Michael Molitor, 37, faces multiple felony charges in Olmsted County District Court related to the Aug. 20, 2022, incident, including first- and second-degree assault, terrorism threats and commission of a crime while wearing a bulletproof vest.
Molitor is expected to be released this weekend from the custody of his father, Ray Molitor, to go to the Laurel Ridge Treatment Center in San Antonio, Texas. The center’s treatment is a veteran-focused 28-day program and is considered a secure facility similar to a county jail.
“This is a tough case for everyone involved, but we can’t expect our veterans to go to hell and not get help,” said Molitor lawyer Nicole Anlauf Kettwick, d ‘Anoka, Minnesota, to the Post Bulletin. “I think everyone in the courtroom has seen this issue, and I’m relieved he’s getting the help he needs.”
Molitor joined the army when he was 17 and toured Iraq in 2006-2007 as a gunner, according to Kettwick.
“Mr. Molitor explained to me that it would be very, very rare that they would go on a mission and someone wouldn’t get blown up or shot or killed,” Kettwick told the court. on a Friday, September 19. 2, 2022, hearing.
Kettwick went on to tell the court that Molitor’s team had lost people they were escorting and tasked with moving the bodies. At one point, Molitor saw a close friend’s vehicle being hit by an IED and although he survived the crash, the friend did not survive his return to the United States, s having committed suicide earlier this summer.
“Mr. Molitor knows he has to deal with these charges. He wants to deal with the trauma first,” Kettwick told the court on Friday. “He has struggled with substance abuse and PTSD. I’m asking the court to give him the opportunity he deserves to get help.”
During the August clash, Molitor could be seen drinking beer while wearing a body armor with an AR-15 strapped to his upper body. At one point, Molitor told a Goodhue County deputy that he planned to die that day.
Assistant Olmsted County District Attorney Arianna Whitney opposed the release, citing public safety concerns and that Molitor had apparently gone through the treatment program before.
Molitor is accused of having fired between 20 and 22 shots at the police during the confrontation.
If convicted, Molitor’s presumed sentence would be 86 months in prison, Whitney told the court on Friday, prompting state concerns that Molitor may not return to Minnesota to face those charges. charges.
“This treatment is in Texas, which will put him outside the grip of Minnesota and subject other jurisdictions to his unstable and dangerous behavior,” Whitney said in court.
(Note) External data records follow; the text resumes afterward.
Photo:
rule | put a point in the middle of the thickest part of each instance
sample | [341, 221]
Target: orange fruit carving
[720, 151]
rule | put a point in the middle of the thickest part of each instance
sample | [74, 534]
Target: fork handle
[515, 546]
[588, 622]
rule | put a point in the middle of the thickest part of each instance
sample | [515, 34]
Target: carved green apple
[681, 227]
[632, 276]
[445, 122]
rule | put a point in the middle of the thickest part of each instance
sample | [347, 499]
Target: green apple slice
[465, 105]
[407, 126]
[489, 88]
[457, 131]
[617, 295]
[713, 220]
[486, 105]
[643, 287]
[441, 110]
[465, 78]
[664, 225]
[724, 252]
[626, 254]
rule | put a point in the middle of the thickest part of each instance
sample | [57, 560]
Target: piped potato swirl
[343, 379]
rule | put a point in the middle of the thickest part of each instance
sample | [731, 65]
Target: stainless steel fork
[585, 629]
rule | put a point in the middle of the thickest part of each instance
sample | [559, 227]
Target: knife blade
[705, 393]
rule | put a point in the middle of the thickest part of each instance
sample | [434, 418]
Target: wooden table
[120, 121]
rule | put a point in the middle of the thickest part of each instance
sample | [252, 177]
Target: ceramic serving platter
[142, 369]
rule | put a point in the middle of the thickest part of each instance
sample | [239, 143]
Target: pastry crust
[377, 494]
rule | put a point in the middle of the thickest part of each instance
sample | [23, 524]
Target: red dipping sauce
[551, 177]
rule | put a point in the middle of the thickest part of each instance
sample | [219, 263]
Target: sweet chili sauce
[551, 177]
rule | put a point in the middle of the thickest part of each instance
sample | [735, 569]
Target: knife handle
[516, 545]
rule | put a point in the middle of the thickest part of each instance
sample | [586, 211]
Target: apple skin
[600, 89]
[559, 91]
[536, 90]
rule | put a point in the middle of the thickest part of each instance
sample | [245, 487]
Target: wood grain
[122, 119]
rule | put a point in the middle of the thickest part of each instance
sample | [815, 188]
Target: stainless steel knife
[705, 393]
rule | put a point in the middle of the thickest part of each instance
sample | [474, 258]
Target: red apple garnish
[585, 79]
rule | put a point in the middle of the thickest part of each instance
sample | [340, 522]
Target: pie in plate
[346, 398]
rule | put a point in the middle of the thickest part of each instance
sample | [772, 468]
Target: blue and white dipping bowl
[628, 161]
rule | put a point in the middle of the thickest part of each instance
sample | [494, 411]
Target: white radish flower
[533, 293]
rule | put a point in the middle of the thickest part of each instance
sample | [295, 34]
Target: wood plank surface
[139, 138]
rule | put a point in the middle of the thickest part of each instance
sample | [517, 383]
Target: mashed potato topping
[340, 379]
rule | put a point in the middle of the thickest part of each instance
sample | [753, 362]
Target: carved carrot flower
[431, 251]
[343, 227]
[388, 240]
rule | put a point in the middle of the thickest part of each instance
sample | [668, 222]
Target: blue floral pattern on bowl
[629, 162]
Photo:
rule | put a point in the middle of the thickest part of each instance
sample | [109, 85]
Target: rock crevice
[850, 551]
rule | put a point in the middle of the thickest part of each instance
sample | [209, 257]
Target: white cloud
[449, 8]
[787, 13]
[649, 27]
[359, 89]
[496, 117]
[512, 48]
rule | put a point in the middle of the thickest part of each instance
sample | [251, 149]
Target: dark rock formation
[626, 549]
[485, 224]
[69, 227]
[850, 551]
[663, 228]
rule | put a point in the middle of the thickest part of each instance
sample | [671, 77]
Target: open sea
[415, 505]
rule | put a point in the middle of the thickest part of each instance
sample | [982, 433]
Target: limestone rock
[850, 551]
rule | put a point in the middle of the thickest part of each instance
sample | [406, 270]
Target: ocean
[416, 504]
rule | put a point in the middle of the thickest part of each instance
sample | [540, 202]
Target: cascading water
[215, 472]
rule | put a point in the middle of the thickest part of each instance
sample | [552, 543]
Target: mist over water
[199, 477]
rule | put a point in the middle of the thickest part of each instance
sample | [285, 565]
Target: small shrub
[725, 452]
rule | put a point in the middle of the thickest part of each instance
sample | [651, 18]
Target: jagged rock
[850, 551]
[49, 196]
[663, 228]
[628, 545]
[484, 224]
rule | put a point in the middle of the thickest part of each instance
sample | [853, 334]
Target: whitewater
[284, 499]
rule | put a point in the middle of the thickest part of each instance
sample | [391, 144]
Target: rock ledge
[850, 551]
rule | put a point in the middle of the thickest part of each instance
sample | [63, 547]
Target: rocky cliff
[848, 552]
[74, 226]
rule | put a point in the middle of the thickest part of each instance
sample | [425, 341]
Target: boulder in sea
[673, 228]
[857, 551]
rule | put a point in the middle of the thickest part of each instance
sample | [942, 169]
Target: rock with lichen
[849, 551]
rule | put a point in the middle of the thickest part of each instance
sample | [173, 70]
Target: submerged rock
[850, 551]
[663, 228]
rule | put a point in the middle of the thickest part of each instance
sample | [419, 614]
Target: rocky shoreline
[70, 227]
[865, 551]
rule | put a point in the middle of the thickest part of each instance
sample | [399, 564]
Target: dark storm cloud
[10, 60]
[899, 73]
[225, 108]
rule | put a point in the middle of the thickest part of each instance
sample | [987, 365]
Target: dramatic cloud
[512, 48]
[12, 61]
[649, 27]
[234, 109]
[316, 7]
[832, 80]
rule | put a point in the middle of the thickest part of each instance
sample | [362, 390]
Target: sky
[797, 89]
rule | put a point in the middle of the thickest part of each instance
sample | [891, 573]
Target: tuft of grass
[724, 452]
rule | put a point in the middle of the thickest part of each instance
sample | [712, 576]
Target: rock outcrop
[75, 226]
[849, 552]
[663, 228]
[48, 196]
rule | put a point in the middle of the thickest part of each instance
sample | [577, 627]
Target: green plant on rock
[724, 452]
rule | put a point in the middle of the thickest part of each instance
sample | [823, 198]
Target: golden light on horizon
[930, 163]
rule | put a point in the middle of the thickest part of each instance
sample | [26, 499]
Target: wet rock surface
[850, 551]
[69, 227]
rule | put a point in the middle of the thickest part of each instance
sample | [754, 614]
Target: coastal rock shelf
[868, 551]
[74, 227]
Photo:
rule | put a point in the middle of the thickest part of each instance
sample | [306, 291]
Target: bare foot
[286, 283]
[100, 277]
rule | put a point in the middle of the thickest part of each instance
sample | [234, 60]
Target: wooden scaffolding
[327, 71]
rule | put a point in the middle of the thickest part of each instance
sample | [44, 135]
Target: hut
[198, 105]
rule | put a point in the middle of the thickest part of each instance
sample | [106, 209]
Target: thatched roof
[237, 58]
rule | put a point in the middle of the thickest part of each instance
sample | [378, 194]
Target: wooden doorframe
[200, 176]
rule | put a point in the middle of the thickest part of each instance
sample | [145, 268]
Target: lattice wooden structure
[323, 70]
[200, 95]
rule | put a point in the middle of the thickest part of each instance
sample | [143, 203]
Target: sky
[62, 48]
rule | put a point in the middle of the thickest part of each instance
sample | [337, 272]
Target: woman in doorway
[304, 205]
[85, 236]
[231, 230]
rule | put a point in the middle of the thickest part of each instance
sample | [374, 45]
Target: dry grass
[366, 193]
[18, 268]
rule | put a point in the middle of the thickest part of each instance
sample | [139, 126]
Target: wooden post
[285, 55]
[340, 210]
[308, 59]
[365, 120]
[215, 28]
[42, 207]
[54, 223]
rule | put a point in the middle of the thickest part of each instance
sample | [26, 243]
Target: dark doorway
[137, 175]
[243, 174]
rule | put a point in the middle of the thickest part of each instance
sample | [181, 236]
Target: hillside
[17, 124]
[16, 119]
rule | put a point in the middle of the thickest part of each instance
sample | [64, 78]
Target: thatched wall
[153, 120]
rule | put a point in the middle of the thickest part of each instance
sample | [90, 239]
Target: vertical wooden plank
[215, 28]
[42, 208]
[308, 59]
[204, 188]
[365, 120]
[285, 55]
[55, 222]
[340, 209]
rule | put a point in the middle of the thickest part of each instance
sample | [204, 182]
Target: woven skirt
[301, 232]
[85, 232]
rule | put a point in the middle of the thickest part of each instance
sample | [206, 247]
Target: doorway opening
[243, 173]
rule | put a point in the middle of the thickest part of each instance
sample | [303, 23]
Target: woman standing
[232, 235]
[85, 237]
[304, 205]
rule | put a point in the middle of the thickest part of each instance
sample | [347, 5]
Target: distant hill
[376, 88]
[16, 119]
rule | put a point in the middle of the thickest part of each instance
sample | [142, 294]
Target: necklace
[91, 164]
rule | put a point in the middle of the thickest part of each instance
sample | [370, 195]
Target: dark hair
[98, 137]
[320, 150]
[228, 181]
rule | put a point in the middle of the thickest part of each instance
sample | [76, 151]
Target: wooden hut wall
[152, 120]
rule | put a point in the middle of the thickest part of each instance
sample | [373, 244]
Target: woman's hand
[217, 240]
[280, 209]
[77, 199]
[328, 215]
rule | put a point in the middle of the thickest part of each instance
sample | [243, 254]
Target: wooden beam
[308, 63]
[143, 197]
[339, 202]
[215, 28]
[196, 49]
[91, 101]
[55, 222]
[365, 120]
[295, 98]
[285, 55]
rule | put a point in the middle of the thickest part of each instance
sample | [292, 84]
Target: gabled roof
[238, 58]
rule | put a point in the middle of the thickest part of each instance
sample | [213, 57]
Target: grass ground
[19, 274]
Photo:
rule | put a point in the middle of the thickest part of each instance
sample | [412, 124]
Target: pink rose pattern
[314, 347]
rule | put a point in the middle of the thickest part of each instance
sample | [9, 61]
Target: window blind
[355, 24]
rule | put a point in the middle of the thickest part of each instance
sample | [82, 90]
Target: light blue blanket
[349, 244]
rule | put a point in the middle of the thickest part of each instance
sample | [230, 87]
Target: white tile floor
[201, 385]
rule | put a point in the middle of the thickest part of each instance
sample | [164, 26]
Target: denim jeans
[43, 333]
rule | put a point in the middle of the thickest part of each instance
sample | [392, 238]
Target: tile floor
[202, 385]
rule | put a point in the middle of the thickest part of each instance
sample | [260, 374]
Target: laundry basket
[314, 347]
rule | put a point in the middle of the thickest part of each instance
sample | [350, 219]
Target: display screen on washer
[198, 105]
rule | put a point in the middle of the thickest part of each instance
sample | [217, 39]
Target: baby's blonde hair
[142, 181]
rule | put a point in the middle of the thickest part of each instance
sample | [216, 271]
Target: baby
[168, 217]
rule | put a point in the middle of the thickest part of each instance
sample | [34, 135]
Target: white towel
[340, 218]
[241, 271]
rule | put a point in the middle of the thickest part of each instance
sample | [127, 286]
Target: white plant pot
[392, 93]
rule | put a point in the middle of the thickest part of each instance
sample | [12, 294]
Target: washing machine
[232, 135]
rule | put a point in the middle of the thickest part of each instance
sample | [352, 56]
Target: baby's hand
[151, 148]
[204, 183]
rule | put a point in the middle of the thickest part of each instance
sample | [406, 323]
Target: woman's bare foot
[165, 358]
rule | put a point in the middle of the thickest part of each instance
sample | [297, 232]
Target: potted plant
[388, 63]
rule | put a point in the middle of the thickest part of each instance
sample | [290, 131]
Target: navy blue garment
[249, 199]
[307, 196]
District Judge Joseph Chase ultimately ordered Molitor’s release once transport was secured for a flight to San Antonio, though he instructed the treatment center to notify the court if Molitor refuses treatment.
Molitor’s next court appearance is scheduled for September 15, but a hearing updating the court on Molitor’s treatment is expected shortly thereafter. At this point, the court will hear the treatment center’s recommendations on what it thinks is the best way forward for Molitor.